Beata Nemeth initials
Beáta Németh

From Biochemistry to BigQuery: Building a Mental Model of Data Systems

Abstract conceptual illustration bridging biochemical pathway symbols and cloud data architecture

 

Have you ever learned something so deeply that you suddenly started noticing it everywhere? 👀

When I learn new technologies or programming concepts, I often start seeing them everywhere — even in simple everyday situations.

 

💡 A few years ago, while learning JavaScript array methods like pop() and unshift(), I suddenly realized that my email inbox works in a very similar way. New emails appear at the top — almost like an automatic unshift(). When I delete something, it feels like a pop(), just from somewhere in the middle of the list. Not a perfect analogy, of course — but it helped me build intuition.

 

The same thing happened recently while preparing for the Google Cloud Professional Data Engineer certification. ☁️

I was monitoring some automations, and notifications kept arriving with two different subject lines — grouped by day in my inbox. On heavy days, 2–3 messages stacked up for each automation.

 

💡 And suddenly it clicked: “This is exactly like partitioning and clustering in BigQuery.”

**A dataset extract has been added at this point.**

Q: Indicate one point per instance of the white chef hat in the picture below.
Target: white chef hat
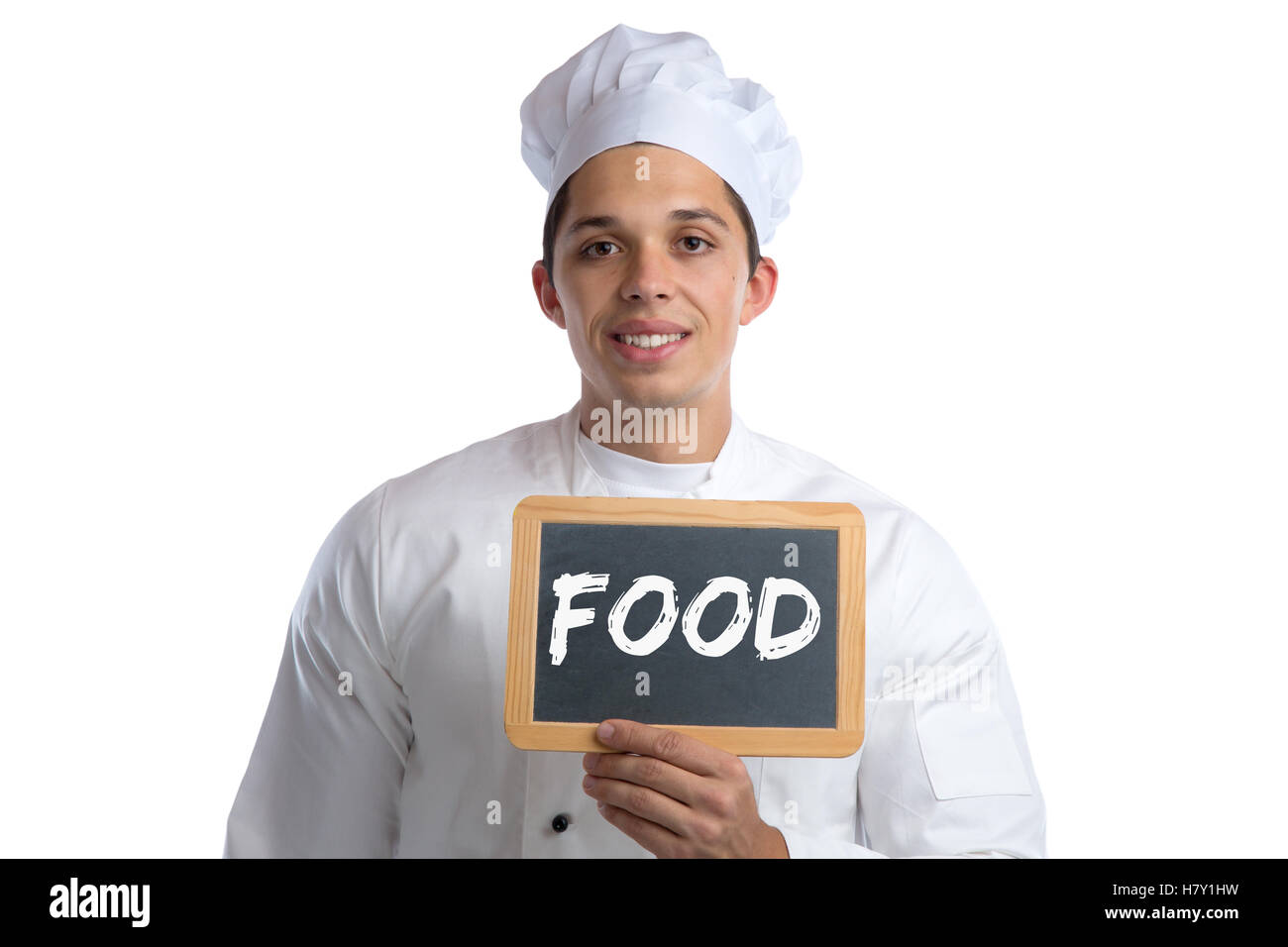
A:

Grouped for easier querying — or in this case, easier browsing. A similar moment happened while scrolling through documents on my phone. They were grouped by date as well. In photo apps, this grouping is for human convenience. In databases, partitioning exists for performance and cost optimization. Still, the pattern is the same.

 

💡 Another "aha moment" I shared with my brother (DevOps Engineer) during preparation: Me: "I realized that Dagster is basically Cloud Composer." Him: "Guten Morgen." Me: "And Jupyter Notebook is like a low-cost version of Dagster or Dataflow." Him: "Well, not everyone has the budget for a Ferrari." 🏎️

 

💡 I’ve even found an analogy from my biochemistry studies.

In biochemistry, a metabolic pathway is only as fast as its slowest reaction — the rate-limiting step. Imagine a chain like this:

A → B → C → D → E

  • A→B: fast
  • B→C: slow 🐌
  • C→D: fast
  • D→E: fast

Even if most reactions are quick, the entire process is constrained by that one slow link. It sets the bottleneck and defines how fast the whole pathway can operate.

I realized the same pattern shows up in data engineering.
Consider a Dataflow pipeline:
Click event → Pub/Sub topic → Subscription backlog → Dataflow → Advertising Pub/Sub topic

Suppose the team needs events within 30 seconds, but the actual freshness is closer to 40 seconds. The transformations inside Dataflow may be fast — just like the quick biochemical reactions — but if there’s a growing Pub/Sub subscription backlog, Dataflow receives events late. That backlog becomes the rate-limiting step, adding extra delay before the job even starts processing the messages.

 

✨ These are the moments of joy – when I realize I'm not just memorizing, but truly understanding.